All Klus killer strains carried two nucleic acid molecules that showed mobility in agarose gels similar to those of dsRNAs from other killer yeasts, including those of (i) a slower-moving band, similar in size to the dsRNA genome of the L-A virus (4.6 kb), and (ii) a faster-moving band, similar in size to the genomes of M viruses (1.5 to 2.3 kb) (Fig. 2A). On the basis of the mobility of the faster moving bands, we distinguished four isotypes, Mlus-1, Mlus-2, Mlus-3, and Mlus-4, whose sizes ranged from 2.1 to 2.3 kb (Fig. 2A). The size of each dsRNA isotype did not vary after 20 serial transfers on YEPD plates at 30°C, roughly 100 cell doublings (29). The dsRNA nature of the two nucleic acid molecules was confirmed by DNase I and RNase A treatments. On the one hand, mitochondrial DNA (mtDNA) disappeared after DNase I treatment, while L-A dsRNA and M2 dsRNA used as controls and the bands of similar sizes present in the Klus strain remained (Fig. 2B). The intensity of the L-A and M bands observed with the gel decreased after DNase I treatment, since part of the sample was probably lost during the sample processing to eliminate the enzyme before the agarose electrophoresis. However, the most intense mitochondrial DNA bands fully disappeared, while the less intense M bands remained. On the other hand, L-A dsRNA, M2 dsRNA, and the Klus strain bands disappeared after RNase A treatment, while mtDNA remained unaffected. The RNA molecules were fairly resistant to RNase A digestion in the presence of 0.5 M NaCl, as expected for dsRNA but not for single-stranded RNA (ssRNA) (2, 4, 43) (Fig. 2B). Mlus dsRNAs were lost during the growth of Klus strains in the presence of cycloheximide, and we observed a concomitant loss of their killer activity (Fig. 2C). This suggests that the Klus killer phenotype is encoded by the Mlus dsRNAs. A similar situation has been described for the killer toxins encoded by M1, M2, and M28 dsRNAs (32, 47).
A Northern hybridization with an Mlus-4 probe from plasmid pMlus-11, corresponding to the 3′ region of the molecule (see Materials and Methods), showed that the four Klus yeast isotypes carry the same ScV-Mlus virus, independent of their size, while there was no hybridization to M1, M2, or M28 dsRNA (Fig. 3A). We observed the same result when a 5′-end-specific probe was used (not shown). Hybridization with L-A- or L-BC-specific probes showed that all Klus yeasts carry L-A, while only half of the strains analyzed carry L-BC (Fig. 3B), thus indicating that Mlus does not depend on L-BC for maintenance in the yeast cell. The L-A probe gives a much weaker signal in strains carrying Mlus than in laboratory strain 1101. This is due to a significant difference between the nucleotide sequences of L-A in Klus strains and those of L-A of laboratory strains, which share 75% identity (N. Rodriguez-Cousiño and R. Esteban, unpublished results).

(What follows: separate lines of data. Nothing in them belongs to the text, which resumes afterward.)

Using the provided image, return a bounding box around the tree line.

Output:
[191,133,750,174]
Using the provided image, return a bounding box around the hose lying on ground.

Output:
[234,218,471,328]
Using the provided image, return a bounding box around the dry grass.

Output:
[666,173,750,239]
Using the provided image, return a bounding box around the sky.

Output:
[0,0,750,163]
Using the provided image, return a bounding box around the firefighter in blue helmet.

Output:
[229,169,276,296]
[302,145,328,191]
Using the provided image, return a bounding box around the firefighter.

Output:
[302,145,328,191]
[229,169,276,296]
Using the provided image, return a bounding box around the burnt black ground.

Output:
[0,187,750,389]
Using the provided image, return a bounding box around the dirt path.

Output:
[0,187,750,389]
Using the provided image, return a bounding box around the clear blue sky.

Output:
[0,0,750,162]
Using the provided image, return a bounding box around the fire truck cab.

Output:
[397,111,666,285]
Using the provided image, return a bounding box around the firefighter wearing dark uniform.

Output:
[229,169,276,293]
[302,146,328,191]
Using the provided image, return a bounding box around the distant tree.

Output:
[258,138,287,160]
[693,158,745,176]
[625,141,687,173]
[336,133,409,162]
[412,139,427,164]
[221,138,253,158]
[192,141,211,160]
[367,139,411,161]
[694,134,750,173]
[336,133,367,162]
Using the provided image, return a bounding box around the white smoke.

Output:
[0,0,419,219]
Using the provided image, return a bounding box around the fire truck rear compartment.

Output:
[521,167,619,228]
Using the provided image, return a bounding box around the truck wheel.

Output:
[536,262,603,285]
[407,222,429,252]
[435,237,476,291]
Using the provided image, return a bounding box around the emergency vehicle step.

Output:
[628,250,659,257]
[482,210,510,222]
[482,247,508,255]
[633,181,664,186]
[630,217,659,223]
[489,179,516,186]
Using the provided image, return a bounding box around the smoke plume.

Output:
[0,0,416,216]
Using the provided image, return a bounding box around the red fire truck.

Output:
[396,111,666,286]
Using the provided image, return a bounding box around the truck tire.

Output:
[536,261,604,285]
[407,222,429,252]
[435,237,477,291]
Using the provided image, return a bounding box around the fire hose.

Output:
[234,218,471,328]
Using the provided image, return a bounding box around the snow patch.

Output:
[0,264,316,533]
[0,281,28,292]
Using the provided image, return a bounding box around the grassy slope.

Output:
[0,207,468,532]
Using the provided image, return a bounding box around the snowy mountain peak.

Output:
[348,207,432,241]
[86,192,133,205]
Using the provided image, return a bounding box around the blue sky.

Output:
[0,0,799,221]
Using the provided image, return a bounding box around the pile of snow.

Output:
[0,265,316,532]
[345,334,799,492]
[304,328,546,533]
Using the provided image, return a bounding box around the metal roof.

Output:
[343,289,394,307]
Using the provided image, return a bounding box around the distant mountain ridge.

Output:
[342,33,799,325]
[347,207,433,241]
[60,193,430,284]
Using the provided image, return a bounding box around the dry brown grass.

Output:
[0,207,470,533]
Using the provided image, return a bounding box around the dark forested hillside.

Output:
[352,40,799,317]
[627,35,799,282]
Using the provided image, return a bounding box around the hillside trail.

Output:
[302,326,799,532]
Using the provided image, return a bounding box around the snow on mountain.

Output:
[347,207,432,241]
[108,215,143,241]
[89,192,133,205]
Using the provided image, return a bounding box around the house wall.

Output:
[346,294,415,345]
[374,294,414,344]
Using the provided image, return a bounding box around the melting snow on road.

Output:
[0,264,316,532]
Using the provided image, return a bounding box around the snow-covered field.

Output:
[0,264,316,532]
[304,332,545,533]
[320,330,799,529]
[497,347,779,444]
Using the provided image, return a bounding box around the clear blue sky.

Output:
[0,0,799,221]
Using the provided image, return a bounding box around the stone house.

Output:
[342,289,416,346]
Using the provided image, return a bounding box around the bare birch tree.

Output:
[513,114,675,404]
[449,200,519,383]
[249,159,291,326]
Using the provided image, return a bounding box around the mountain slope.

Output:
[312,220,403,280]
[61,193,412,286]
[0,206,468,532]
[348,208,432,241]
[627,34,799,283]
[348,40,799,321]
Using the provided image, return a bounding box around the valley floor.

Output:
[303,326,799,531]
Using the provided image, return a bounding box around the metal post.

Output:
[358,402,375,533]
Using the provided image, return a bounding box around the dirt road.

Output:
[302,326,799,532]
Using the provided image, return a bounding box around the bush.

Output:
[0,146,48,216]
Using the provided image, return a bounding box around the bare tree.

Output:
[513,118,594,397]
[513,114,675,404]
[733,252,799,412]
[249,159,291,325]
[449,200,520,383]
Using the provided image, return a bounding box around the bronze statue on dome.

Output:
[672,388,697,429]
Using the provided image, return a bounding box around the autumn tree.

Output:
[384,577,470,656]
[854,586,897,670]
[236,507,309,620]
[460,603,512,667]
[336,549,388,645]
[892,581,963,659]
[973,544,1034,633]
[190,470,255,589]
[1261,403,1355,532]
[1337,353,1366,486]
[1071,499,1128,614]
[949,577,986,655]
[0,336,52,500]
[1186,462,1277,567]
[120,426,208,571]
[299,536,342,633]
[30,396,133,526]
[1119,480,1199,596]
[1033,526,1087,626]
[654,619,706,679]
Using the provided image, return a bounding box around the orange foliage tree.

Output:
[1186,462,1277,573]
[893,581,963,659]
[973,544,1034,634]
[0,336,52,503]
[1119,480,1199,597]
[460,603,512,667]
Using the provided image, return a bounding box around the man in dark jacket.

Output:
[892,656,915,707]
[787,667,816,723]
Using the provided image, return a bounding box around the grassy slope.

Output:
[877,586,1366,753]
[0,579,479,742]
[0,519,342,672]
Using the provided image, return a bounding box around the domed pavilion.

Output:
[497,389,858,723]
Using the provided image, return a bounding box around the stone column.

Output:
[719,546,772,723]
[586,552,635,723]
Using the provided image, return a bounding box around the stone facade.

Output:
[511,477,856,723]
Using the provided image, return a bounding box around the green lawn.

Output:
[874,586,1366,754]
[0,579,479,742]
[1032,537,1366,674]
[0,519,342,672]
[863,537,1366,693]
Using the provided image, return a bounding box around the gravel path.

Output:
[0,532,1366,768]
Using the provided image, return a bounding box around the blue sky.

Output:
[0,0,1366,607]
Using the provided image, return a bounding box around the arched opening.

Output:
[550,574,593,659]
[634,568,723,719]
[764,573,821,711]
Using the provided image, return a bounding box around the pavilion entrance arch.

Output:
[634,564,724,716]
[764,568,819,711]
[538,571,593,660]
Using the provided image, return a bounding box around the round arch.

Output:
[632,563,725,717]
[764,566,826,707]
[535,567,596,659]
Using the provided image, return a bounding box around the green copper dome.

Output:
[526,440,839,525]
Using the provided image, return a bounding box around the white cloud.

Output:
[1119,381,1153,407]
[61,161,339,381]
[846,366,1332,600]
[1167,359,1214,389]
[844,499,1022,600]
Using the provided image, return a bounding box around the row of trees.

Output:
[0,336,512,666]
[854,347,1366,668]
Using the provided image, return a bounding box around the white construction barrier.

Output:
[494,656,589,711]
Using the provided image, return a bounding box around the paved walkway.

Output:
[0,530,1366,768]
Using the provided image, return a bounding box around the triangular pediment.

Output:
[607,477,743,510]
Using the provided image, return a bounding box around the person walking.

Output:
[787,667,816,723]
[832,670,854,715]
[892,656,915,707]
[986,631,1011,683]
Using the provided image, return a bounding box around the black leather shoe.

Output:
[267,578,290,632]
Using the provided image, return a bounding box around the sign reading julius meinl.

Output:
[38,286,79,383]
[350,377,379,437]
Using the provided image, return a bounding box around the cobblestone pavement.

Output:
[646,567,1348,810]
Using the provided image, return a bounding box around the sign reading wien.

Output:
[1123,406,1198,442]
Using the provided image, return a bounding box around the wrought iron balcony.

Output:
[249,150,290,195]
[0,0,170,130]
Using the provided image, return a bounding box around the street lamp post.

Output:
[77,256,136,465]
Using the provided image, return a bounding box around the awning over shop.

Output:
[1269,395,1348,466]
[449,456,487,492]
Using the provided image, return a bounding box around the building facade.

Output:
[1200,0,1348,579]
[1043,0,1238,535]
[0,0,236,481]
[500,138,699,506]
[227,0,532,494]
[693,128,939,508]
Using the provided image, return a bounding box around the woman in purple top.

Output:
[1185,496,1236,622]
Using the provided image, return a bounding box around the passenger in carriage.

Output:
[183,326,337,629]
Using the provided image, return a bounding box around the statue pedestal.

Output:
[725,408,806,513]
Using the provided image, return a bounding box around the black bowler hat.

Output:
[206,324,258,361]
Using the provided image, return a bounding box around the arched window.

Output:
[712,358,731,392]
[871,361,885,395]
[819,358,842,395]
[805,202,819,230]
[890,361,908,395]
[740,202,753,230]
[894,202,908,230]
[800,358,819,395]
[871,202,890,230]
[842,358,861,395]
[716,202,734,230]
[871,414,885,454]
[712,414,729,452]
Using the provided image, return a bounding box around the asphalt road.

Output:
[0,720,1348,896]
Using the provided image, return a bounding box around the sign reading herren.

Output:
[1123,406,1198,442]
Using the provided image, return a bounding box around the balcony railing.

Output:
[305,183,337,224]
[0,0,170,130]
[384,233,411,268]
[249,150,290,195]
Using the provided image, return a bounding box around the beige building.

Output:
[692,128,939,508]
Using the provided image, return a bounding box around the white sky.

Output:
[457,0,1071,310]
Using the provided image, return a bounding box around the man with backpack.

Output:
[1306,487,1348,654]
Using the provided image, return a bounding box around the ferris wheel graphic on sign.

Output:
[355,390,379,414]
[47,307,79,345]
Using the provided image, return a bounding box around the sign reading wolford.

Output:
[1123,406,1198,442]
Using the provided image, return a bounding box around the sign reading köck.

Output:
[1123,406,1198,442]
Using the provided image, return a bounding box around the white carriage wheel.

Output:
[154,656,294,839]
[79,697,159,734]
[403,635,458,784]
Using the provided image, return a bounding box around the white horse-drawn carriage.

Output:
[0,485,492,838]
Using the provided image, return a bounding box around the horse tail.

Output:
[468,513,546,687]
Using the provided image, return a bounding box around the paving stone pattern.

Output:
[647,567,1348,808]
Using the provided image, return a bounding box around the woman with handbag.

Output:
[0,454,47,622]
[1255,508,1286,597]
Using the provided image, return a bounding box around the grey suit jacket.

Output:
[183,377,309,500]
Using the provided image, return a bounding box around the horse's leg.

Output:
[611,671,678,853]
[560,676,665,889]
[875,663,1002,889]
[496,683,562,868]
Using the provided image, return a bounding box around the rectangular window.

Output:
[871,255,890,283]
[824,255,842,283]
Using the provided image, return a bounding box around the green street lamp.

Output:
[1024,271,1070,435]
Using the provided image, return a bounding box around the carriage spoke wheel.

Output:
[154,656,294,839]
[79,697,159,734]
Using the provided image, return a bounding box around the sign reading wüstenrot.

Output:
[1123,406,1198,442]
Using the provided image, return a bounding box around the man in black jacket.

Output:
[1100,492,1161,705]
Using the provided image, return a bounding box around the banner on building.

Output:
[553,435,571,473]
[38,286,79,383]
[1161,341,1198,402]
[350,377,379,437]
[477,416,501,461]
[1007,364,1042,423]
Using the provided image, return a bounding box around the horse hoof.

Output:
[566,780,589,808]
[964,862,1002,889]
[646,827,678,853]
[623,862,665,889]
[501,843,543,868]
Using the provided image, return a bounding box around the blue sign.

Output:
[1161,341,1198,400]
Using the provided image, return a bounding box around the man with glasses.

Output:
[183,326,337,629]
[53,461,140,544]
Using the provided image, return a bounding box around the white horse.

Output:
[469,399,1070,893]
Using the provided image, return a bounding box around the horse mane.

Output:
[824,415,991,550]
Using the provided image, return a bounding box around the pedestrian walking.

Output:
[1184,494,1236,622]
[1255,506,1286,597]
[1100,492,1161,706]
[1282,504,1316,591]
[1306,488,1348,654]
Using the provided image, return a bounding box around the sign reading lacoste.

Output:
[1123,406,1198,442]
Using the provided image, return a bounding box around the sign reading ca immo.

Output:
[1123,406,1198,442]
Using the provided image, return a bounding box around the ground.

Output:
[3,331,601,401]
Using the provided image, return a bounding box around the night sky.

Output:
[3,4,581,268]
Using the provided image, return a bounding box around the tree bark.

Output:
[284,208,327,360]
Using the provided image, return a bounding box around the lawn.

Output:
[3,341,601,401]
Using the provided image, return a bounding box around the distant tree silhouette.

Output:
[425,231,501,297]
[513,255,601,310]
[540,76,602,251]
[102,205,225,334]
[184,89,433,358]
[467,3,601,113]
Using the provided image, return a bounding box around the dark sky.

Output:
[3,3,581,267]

Analysis of the Mlus dependency on L-A virus.
To test whether Mlus is a satellite RNA of L-A virus, we analyzed Mlus and L-A dsRNA segregation after sporulation and tetrad dissection of heterozygous MAK10/mak10 Klus hybrids. The MAK10 gene is required for ScV-L-A maintenance in the yeast cell (20). The mak10 mutation results in a decrease (or even the disappearance) of ScV-L-A (38), further resulting in the disappearance of its satellite M dsRNA and the killer phenotype. Half of the spore clones of each tetrad from the MMR247 hybrid (MAK10/mak10 L-A L-BC Mlus [Klus+]) lost the Klus killer phenotype and the Mlus dsRNA (Fig. 4A). Also the amount of L dsRNA decreased substantially because of the decrease or disappearance of L-A dsRNA. The low-intensity L dsRNA band that was detected most likely belongs to the L-BC dsRNA present in the MMR247 hybrid and its parent yeast strains (MMR20910B and F200). The defect of Mlus maintenance in mak10 mutants was circumvented by the expression of L-A viral particles (Gag and Gag-Pol) in trans from the expression vector pI2L2, as described previously (48), while this did not occur in the control cells carrying the empty vector (Fig. 4B and C). This again indicates that Mlus depends on L-A for its maintenance.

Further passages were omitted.